Der Drive-in-Corona-Test in Homberg (Efze). (Foto: privat)

Halsschmerzen gleich Corona? Das lange Bangen eines 7-Jährigen

Kein Anruf: 7-Jähriger musste sechs Tage auf Ergebnis warten obwohl das Ergebnis schon früher bekannt war

SCHWALMSTADT
Ein 7-jähriges Kind klagt über starke Halsschmerzen. Das war am Samstag, den 26.09.2020. Da am Samstagabend kein Arzt Sprechzeiten hat, muss man also zum ärztlichen Notdienst. Es stellte sich dort sofort heraus, dass das Kind kein Fieber, Husten, Schnupfen oder sonstige Symptome aufweist, außer eben Halsschmerzen.

Anstatt der Arzt des ärztlichen Notdienstes dem Kind irgendetwas gegen Halsschmerzen verschreibt, gibt er einem nur den Rat, das Kind auf Corona testen zu lassen.

Nun fragt sich Marcus R. aus Schwalmstadt (Name ist der Redaktion bekannt), Zitat: „Ist dies eigentlich vom Arzt unterlassene Hilfeleistung? Hatte der Arzt keinen Bock, irgendwas zu verschreiben? So nach dem Motto: Einfach auf Corona testen? Ja klar! Warum sollte man auch einem Kind ein Mittel gegen Halsschmerzen geben?! Beruf eindeutig verfehlt!“

Nun nahm das lange Warten und die damit verbundene Unsicherheit seinen Lauf. Nach einem Anruf bei der Corona-Hotline bekam der Vater des 7-Jährigen gesagt, dass man am Montag zum Corona-Test kann.

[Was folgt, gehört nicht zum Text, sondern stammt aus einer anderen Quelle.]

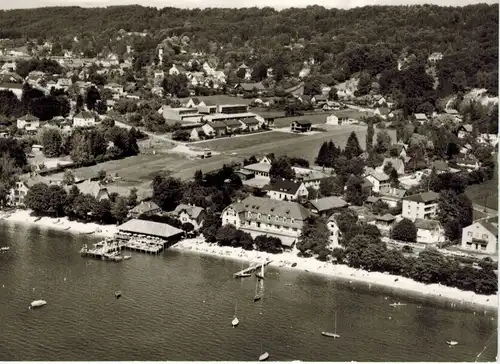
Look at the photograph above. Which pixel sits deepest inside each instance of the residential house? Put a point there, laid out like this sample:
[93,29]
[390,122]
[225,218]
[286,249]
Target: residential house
[301,126]
[429,231]
[28,122]
[378,180]
[263,216]
[391,195]
[319,99]
[176,70]
[194,103]
[435,57]
[481,236]
[190,214]
[464,130]
[251,124]
[145,208]
[287,190]
[94,188]
[334,230]
[488,139]
[326,206]
[421,118]
[396,163]
[84,119]
[420,206]
[250,87]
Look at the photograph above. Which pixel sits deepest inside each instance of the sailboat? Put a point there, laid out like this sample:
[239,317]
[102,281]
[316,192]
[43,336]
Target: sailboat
[261,274]
[332,334]
[235,321]
[258,294]
[263,356]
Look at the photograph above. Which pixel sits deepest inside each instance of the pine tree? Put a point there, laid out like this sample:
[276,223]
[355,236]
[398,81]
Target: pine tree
[352,148]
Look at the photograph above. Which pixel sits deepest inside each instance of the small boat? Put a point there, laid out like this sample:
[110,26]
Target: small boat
[332,334]
[263,356]
[38,303]
[235,321]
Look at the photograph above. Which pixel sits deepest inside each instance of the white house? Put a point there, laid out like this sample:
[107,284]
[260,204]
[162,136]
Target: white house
[429,231]
[263,216]
[176,70]
[28,122]
[287,190]
[190,214]
[420,206]
[378,180]
[84,119]
[481,236]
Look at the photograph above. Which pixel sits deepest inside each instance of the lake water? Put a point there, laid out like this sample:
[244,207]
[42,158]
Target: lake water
[179,306]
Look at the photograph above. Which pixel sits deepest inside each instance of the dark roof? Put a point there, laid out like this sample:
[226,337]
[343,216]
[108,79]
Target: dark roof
[251,121]
[328,203]
[303,122]
[423,197]
[284,185]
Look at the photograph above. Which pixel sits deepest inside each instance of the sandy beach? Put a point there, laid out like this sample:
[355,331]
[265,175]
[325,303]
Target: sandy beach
[63,223]
[285,260]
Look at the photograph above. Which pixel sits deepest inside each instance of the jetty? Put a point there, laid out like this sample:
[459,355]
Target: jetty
[251,269]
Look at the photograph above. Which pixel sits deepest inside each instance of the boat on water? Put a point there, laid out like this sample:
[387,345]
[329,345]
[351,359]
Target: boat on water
[334,333]
[38,303]
[396,304]
[235,321]
[260,274]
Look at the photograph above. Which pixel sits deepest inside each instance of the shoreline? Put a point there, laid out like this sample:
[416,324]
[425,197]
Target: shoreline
[20,216]
[388,282]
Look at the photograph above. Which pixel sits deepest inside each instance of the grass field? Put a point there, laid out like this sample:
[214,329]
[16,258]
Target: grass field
[485,194]
[245,141]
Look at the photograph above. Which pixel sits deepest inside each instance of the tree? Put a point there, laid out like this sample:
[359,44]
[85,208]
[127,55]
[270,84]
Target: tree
[281,168]
[119,209]
[352,148]
[331,186]
[68,177]
[405,230]
[355,193]
[383,142]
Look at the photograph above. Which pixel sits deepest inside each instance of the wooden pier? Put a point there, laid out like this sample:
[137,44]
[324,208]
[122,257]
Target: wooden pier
[251,269]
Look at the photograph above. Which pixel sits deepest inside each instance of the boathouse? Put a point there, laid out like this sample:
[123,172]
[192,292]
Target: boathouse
[151,228]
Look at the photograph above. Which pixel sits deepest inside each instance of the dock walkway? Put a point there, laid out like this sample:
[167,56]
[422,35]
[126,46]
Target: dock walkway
[251,269]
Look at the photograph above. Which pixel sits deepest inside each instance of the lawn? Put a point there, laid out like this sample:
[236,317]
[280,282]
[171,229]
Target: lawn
[245,141]
[485,194]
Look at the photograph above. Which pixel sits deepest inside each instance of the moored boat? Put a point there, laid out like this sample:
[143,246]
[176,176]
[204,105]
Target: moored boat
[38,303]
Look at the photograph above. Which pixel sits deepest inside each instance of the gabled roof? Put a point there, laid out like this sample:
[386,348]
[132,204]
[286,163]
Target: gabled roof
[426,224]
[285,186]
[193,211]
[29,117]
[490,224]
[84,115]
[425,197]
[328,203]
[144,207]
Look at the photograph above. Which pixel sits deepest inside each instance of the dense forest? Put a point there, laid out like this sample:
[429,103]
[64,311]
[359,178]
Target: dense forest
[366,42]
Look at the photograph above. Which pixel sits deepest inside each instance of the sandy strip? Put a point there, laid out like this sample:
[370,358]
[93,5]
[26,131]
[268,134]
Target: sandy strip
[63,223]
[312,265]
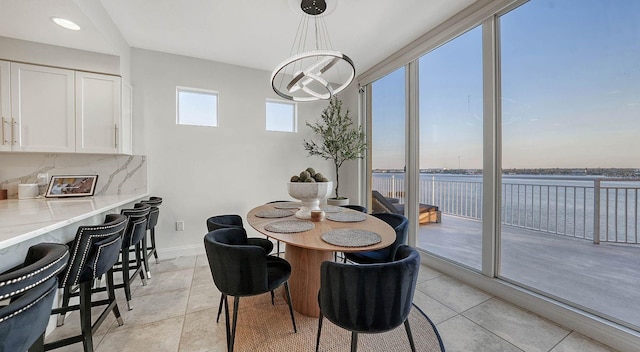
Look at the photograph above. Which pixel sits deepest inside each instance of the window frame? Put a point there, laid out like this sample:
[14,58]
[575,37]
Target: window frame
[183,89]
[281,102]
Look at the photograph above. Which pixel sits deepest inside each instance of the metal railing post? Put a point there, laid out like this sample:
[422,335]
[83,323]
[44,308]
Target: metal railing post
[596,211]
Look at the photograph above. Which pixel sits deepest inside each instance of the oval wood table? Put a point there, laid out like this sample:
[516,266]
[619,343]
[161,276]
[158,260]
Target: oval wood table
[305,251]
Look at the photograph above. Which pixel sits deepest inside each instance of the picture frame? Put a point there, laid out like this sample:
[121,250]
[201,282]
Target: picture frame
[62,186]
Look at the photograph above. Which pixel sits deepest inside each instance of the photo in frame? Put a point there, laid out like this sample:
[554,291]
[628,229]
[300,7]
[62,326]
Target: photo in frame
[71,186]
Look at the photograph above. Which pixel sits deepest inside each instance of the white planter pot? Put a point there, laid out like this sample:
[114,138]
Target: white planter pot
[338,202]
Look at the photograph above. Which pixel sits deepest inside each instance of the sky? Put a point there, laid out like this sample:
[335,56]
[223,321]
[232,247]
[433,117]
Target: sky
[570,80]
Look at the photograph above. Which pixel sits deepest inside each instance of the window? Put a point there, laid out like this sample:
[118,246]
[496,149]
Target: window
[196,107]
[281,116]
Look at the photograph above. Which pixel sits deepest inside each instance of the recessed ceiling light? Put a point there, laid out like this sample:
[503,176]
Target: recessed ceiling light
[65,23]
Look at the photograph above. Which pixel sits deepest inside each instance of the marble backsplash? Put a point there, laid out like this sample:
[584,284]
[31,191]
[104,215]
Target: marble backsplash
[117,174]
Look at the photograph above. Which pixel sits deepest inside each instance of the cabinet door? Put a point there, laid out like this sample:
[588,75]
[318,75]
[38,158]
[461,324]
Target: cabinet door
[97,113]
[42,108]
[126,124]
[5,107]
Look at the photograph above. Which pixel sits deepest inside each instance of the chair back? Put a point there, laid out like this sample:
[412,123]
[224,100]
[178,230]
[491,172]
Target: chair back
[95,250]
[153,201]
[238,269]
[224,221]
[152,219]
[137,227]
[32,288]
[401,225]
[369,297]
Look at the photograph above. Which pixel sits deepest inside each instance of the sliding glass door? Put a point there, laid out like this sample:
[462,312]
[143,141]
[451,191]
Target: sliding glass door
[450,187]
[560,82]
[388,141]
[570,140]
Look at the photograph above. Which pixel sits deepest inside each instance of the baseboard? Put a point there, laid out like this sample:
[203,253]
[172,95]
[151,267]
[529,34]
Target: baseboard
[180,251]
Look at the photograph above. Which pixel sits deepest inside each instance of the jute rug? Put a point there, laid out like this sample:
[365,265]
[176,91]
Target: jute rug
[264,327]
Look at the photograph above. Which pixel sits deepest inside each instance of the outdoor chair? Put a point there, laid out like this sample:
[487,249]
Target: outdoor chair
[382,204]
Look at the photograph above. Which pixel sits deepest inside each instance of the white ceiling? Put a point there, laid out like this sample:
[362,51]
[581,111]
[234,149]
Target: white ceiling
[251,33]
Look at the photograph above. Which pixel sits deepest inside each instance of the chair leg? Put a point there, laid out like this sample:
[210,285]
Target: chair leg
[125,276]
[112,297]
[354,341]
[236,304]
[38,345]
[85,316]
[145,258]
[139,264]
[293,319]
[409,335]
[153,244]
[227,323]
[66,295]
[319,330]
[222,301]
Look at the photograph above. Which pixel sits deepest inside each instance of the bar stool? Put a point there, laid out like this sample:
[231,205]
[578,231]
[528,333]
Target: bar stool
[31,288]
[94,252]
[132,238]
[152,221]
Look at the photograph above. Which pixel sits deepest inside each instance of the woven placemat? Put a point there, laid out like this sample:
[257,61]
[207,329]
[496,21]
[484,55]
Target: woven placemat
[289,226]
[287,205]
[274,213]
[331,208]
[347,216]
[351,237]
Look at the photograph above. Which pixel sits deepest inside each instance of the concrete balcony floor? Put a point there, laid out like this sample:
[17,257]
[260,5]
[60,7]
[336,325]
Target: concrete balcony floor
[600,278]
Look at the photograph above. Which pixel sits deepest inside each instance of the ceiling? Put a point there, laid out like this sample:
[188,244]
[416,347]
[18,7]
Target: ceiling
[250,33]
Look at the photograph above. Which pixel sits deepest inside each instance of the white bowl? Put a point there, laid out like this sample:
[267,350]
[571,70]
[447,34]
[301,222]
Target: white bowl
[310,194]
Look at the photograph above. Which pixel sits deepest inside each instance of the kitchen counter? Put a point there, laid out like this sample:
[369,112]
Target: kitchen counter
[26,222]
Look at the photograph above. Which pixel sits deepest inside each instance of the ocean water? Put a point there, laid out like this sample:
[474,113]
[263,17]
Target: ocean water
[554,204]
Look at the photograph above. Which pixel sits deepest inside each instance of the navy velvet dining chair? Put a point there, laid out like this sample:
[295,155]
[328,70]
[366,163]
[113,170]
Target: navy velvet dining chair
[235,221]
[240,269]
[369,298]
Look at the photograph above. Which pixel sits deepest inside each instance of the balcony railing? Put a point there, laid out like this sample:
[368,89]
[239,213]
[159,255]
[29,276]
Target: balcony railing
[595,209]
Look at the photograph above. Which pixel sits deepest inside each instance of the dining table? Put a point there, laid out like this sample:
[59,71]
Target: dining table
[309,243]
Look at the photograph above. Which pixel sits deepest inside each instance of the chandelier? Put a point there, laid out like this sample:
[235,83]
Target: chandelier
[313,71]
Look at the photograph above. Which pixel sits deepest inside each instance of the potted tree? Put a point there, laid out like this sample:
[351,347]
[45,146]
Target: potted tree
[338,141]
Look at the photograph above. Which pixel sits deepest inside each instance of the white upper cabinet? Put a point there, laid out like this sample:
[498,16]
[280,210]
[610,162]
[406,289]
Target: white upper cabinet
[42,109]
[52,110]
[5,107]
[98,113]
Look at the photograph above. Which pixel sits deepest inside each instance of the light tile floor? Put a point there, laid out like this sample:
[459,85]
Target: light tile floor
[175,312]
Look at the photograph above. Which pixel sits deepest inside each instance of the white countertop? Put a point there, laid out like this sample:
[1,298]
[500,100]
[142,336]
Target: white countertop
[23,219]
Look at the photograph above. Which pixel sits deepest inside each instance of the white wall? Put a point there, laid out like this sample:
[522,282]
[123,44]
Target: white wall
[50,55]
[205,171]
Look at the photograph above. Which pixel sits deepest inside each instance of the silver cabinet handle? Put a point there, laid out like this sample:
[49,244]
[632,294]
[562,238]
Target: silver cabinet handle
[13,123]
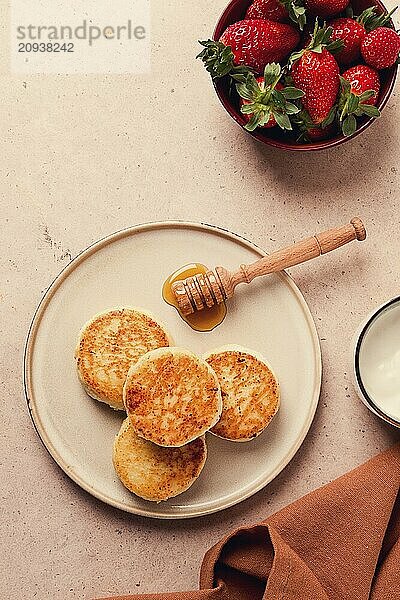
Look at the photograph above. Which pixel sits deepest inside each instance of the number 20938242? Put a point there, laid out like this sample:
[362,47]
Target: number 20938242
[45,47]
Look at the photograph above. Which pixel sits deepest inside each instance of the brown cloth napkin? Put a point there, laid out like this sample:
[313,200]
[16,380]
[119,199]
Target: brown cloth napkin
[341,542]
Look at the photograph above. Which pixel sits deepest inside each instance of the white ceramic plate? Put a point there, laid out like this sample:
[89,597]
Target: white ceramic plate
[128,269]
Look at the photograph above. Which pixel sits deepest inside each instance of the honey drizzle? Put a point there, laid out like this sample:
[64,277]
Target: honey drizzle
[203,320]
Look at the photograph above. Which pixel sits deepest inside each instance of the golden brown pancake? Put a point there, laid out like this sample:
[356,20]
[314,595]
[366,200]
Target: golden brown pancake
[172,397]
[109,344]
[156,473]
[250,393]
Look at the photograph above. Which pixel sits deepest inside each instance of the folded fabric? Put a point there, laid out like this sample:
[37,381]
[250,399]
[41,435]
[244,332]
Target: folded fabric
[341,542]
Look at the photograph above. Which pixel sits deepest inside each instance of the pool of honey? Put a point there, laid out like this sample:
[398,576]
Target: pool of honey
[203,320]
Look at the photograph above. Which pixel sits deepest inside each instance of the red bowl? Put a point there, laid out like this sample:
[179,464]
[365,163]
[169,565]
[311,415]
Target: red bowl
[234,12]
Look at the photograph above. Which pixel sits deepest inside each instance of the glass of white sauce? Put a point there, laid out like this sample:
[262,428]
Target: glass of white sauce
[377,362]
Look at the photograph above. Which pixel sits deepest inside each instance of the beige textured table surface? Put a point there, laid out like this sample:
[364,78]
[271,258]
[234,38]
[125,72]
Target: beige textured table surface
[83,156]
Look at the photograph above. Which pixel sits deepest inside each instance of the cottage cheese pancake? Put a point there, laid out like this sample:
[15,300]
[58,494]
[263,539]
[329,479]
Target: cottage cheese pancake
[109,344]
[156,473]
[250,392]
[172,397]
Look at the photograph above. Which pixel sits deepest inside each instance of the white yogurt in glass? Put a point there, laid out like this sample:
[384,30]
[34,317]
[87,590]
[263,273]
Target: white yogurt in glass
[377,361]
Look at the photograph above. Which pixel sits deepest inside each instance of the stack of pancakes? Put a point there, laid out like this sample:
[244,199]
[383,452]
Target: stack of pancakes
[172,397]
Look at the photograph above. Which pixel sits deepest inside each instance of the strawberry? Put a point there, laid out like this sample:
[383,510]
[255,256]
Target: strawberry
[315,71]
[278,10]
[360,87]
[264,101]
[272,10]
[257,42]
[352,31]
[310,132]
[352,34]
[363,78]
[380,48]
[325,8]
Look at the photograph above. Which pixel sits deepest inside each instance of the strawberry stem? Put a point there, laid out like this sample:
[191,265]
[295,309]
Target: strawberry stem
[320,39]
[219,61]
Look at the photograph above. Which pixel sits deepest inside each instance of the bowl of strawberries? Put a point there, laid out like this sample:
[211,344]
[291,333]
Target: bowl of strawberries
[303,74]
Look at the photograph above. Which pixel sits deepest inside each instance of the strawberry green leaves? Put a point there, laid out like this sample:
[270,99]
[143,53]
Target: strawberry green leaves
[352,105]
[297,12]
[320,39]
[370,20]
[219,61]
[266,102]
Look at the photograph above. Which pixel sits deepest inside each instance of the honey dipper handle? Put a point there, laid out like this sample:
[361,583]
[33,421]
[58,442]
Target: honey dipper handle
[302,251]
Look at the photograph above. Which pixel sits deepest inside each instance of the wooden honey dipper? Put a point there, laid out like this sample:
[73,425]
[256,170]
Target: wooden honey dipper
[214,287]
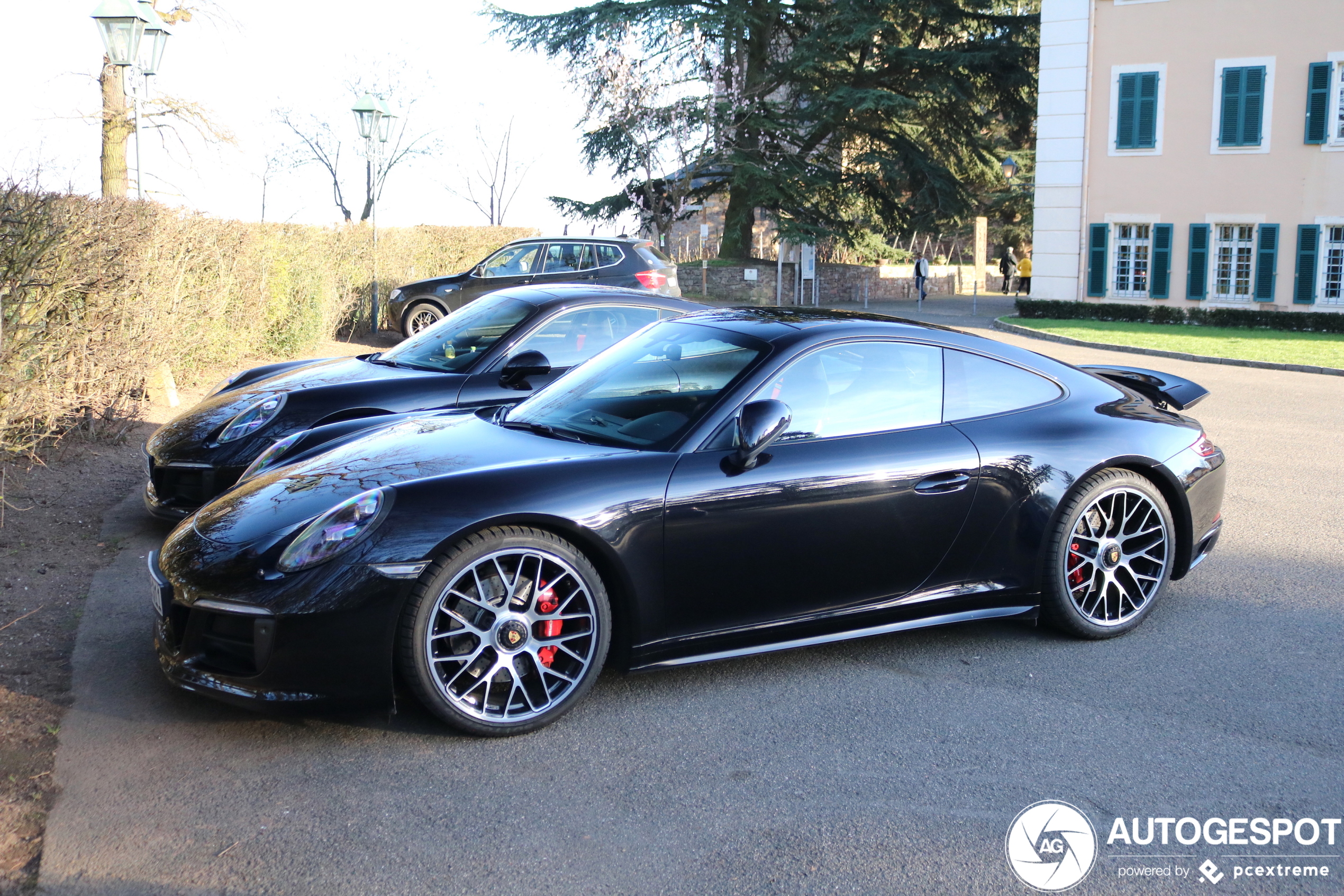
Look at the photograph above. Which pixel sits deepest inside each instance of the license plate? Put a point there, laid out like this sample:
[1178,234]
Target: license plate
[156,597]
[156,588]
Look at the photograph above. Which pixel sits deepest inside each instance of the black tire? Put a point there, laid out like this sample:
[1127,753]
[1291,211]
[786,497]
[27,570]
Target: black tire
[515,583]
[421,316]
[1109,558]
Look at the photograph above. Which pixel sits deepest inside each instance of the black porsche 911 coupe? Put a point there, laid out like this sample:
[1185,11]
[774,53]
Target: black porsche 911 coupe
[488,352]
[721,484]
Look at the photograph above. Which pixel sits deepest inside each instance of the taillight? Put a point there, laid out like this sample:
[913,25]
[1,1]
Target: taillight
[1205,446]
[651,278]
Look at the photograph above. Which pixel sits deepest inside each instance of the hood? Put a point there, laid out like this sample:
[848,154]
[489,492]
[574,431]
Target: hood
[413,449]
[314,392]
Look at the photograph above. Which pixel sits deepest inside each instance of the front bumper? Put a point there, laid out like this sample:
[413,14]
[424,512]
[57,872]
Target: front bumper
[257,656]
[177,489]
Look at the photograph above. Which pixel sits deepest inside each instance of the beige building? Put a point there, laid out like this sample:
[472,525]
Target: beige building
[1191,153]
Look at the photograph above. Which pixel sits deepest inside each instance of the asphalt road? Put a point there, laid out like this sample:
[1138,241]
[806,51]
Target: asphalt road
[892,765]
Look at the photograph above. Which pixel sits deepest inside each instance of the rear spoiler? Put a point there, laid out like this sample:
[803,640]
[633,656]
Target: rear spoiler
[1156,386]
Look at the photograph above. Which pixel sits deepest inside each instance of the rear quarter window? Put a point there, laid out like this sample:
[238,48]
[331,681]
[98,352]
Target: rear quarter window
[608,254]
[977,386]
[652,255]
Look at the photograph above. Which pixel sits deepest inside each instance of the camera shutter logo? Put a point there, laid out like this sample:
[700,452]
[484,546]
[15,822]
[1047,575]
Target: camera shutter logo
[1051,845]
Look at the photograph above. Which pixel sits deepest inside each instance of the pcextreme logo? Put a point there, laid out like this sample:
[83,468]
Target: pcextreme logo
[1051,845]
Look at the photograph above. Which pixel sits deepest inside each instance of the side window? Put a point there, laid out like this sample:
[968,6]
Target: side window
[565,258]
[975,386]
[859,387]
[608,254]
[576,336]
[511,261]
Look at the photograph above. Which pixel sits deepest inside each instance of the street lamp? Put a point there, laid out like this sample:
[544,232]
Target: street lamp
[367,112]
[1011,170]
[121,28]
[159,34]
[374,118]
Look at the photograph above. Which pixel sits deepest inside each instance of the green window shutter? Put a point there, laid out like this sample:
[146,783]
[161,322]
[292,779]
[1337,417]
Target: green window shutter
[1160,277]
[1253,105]
[1127,112]
[1308,242]
[1318,103]
[1266,262]
[1196,277]
[1146,124]
[1097,258]
[1230,127]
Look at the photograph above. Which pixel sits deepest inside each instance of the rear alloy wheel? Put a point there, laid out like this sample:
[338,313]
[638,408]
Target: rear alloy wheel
[508,632]
[422,316]
[1112,556]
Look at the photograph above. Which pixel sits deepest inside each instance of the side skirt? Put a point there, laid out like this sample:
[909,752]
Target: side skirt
[971,616]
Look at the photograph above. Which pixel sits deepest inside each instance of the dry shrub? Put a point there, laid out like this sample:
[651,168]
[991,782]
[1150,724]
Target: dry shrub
[96,293]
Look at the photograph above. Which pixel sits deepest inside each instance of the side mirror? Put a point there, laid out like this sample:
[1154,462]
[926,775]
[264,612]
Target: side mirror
[760,424]
[521,367]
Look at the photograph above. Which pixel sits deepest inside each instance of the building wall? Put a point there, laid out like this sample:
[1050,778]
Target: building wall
[1187,178]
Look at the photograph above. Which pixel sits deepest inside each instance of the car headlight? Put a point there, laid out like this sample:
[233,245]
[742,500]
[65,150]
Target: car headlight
[253,418]
[335,531]
[270,457]
[225,383]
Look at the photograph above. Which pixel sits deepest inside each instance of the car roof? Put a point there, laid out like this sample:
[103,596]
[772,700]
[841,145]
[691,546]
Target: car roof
[791,325]
[586,293]
[624,241]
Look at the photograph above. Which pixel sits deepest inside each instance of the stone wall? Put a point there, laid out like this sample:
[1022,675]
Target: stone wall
[835,284]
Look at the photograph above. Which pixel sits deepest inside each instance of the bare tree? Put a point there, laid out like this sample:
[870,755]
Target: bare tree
[317,145]
[496,178]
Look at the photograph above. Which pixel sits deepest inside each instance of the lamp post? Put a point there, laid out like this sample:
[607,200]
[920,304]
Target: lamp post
[1011,170]
[124,26]
[374,118]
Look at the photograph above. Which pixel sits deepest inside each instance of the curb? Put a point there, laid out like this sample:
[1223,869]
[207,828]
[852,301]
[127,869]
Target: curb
[1182,356]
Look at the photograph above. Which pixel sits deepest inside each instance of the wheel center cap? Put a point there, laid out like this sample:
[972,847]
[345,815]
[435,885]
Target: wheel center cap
[1111,555]
[511,636]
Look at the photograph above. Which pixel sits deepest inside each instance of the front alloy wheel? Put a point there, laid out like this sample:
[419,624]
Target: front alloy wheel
[1112,556]
[510,630]
[421,317]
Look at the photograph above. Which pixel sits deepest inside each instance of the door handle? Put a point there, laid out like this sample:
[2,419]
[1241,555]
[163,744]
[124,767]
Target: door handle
[942,483]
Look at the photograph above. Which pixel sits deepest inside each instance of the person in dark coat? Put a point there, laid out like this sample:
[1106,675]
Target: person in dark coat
[1009,268]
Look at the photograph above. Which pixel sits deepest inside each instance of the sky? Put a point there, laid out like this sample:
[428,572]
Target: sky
[245,60]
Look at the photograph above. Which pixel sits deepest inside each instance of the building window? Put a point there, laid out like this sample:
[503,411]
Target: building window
[1332,273]
[1243,106]
[1133,246]
[1136,111]
[1339,106]
[1234,253]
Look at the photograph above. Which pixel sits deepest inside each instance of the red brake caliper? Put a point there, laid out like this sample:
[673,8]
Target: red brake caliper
[1076,577]
[548,604]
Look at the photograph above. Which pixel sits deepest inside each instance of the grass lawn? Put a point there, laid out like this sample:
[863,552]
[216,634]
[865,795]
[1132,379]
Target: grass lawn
[1319,350]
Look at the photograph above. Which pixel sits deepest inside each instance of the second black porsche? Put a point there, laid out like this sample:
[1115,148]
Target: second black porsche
[721,484]
[488,352]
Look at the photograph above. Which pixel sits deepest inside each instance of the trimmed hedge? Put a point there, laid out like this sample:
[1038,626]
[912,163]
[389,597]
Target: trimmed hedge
[1256,319]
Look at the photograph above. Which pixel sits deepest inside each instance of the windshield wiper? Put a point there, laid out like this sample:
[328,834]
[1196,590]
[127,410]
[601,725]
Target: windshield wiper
[402,364]
[541,429]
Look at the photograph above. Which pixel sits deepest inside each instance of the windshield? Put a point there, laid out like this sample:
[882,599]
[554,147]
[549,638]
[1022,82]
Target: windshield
[457,340]
[647,391]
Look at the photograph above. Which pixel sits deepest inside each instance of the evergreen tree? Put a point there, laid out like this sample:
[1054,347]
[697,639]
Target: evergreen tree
[837,117]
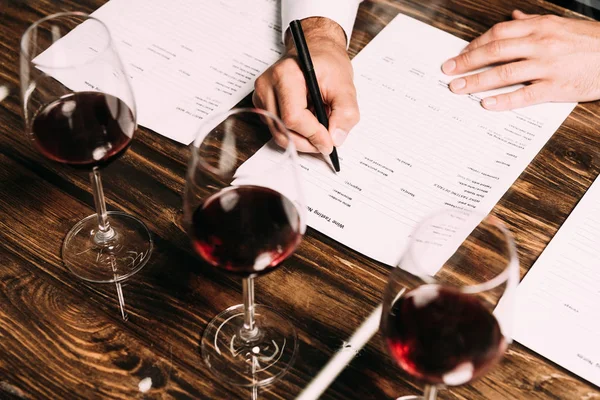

So begaben sich Vater und Sohn zum Drive-in-Corona-Test nach Homberg (Efze). Nachdem man nun 50 Minuten gewartet hatte, war es soweit: Der Corona-Test! Das war am 28.09.2020. Man bekommt dort gesagt, dass das Ergebnis einem telefonisch und (!) schriftlich mitgeteilt wird. Nun hieß es also warten; doch ein Anruf blieb aus.

Ganze fünf Tage später, also am 05.10.2020, ist endlich der Brief im Briefkasten. Einen Anruf wie versprochen gab es nicht. In diesem Brief steht, dass der Corona-Test negativ ist. Bemerkenswert ist dabei das Datum des Schreibens: 29.09.2020!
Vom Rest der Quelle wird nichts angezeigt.